When the club opened for business in 1988, the marina consisted of six docks on the river to be used by the membership. We also leased from the City of Huron thirteen additional docks for use by the membership. In early 1990 the Banner Yacht Club, using the space we now call the marina, built their marina to dock thirteen boats. While building their marina they dredged to a usable depth and used the material as fill for our upper parking lot.
The Banner Yacht Club declared bankruptcy in the early years of the 1990s. The property was split with the City of Huron receiving the upper parking lot back and the marina and condos went to bankruptcy court. .. In 1992 the Club leased the marina and gas dock from the bankruptcy court for use by our membership. In 1993 the Club purchased (Roy Earl Wardrum) the marina and the Banner Building (condos across the street) from the bankruptcy court. We purchased the area of the upper parking lot from the City in 1994 with the restriction that the space be improved as a parking lot immediately.
In 1998, the Board of Directors created a plan to improve the marina which you see now. It can safely dock eighteen boats and we still have four finger docks on the river for transient dockage.

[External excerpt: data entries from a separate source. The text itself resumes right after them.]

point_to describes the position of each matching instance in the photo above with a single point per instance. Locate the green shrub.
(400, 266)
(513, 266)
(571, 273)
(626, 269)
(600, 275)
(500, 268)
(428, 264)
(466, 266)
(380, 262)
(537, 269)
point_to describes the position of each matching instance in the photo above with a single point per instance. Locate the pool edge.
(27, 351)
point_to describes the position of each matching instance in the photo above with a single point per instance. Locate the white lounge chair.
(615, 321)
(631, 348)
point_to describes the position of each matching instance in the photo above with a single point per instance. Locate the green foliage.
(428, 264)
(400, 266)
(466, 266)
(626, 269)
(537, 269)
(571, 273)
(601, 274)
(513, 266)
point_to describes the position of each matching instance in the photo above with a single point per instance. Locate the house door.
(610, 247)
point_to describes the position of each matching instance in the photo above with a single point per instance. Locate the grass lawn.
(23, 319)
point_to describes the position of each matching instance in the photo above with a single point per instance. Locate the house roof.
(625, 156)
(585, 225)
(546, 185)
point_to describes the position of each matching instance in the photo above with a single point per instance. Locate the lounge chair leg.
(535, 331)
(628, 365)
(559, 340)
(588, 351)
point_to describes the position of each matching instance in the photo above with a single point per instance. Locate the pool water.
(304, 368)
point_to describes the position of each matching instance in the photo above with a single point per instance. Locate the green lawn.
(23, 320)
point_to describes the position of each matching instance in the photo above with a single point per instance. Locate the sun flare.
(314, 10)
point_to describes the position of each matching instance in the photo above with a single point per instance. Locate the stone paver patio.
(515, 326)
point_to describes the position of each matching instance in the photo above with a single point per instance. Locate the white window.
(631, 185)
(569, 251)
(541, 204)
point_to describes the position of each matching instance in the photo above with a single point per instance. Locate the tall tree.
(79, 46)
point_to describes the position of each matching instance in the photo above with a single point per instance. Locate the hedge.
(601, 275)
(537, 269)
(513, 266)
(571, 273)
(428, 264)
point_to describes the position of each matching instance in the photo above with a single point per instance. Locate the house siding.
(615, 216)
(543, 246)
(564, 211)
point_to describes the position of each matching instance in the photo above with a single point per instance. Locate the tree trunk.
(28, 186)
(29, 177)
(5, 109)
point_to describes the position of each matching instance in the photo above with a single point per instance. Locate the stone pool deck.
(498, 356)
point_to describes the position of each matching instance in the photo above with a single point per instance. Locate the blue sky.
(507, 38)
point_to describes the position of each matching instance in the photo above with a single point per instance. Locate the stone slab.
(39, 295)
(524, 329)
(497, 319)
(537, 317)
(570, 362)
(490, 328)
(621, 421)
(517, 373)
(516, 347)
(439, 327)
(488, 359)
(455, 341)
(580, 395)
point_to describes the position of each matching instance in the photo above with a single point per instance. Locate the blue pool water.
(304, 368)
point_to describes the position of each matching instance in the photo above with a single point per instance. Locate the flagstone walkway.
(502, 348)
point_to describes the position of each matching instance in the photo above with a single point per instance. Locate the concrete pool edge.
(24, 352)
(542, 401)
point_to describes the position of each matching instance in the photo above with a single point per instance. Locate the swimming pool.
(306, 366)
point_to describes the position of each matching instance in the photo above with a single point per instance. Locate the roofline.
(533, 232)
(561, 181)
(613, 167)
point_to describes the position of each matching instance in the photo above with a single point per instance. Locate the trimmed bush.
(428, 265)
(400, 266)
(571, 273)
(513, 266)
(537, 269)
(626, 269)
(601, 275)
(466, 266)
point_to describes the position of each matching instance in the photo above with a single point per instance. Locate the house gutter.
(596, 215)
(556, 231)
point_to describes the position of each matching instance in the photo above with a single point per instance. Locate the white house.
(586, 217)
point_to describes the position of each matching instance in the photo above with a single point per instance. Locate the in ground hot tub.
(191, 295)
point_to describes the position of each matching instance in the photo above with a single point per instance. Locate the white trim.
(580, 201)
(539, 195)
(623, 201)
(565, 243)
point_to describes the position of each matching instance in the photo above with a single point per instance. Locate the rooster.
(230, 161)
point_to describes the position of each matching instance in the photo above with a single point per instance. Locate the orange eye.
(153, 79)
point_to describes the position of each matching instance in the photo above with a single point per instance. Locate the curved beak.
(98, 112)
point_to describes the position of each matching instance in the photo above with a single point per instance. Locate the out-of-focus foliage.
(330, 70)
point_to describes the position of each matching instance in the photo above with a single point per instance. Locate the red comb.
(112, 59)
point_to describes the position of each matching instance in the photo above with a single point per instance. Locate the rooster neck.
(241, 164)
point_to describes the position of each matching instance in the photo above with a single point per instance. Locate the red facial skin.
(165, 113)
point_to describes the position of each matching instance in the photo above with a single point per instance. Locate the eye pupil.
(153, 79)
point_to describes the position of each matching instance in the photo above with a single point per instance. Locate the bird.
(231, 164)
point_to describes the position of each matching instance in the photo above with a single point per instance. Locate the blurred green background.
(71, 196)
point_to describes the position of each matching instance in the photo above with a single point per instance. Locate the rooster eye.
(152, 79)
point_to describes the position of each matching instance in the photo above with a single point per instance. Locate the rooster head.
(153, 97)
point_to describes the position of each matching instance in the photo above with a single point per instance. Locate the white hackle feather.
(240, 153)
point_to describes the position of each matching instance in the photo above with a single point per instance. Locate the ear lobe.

Since the club open in 1988, there has been the normal maintenance to keep the appearance looking good. There have been many members that have donated time, money and belongings to keep the club updates for everyone’s enjoyment, though this is what makes HYC a family, not just a club. A special thank you to everyone who has pitched in at one time or another to get us where we are today. The road would have been rougher had we not been surrounded by so many friends.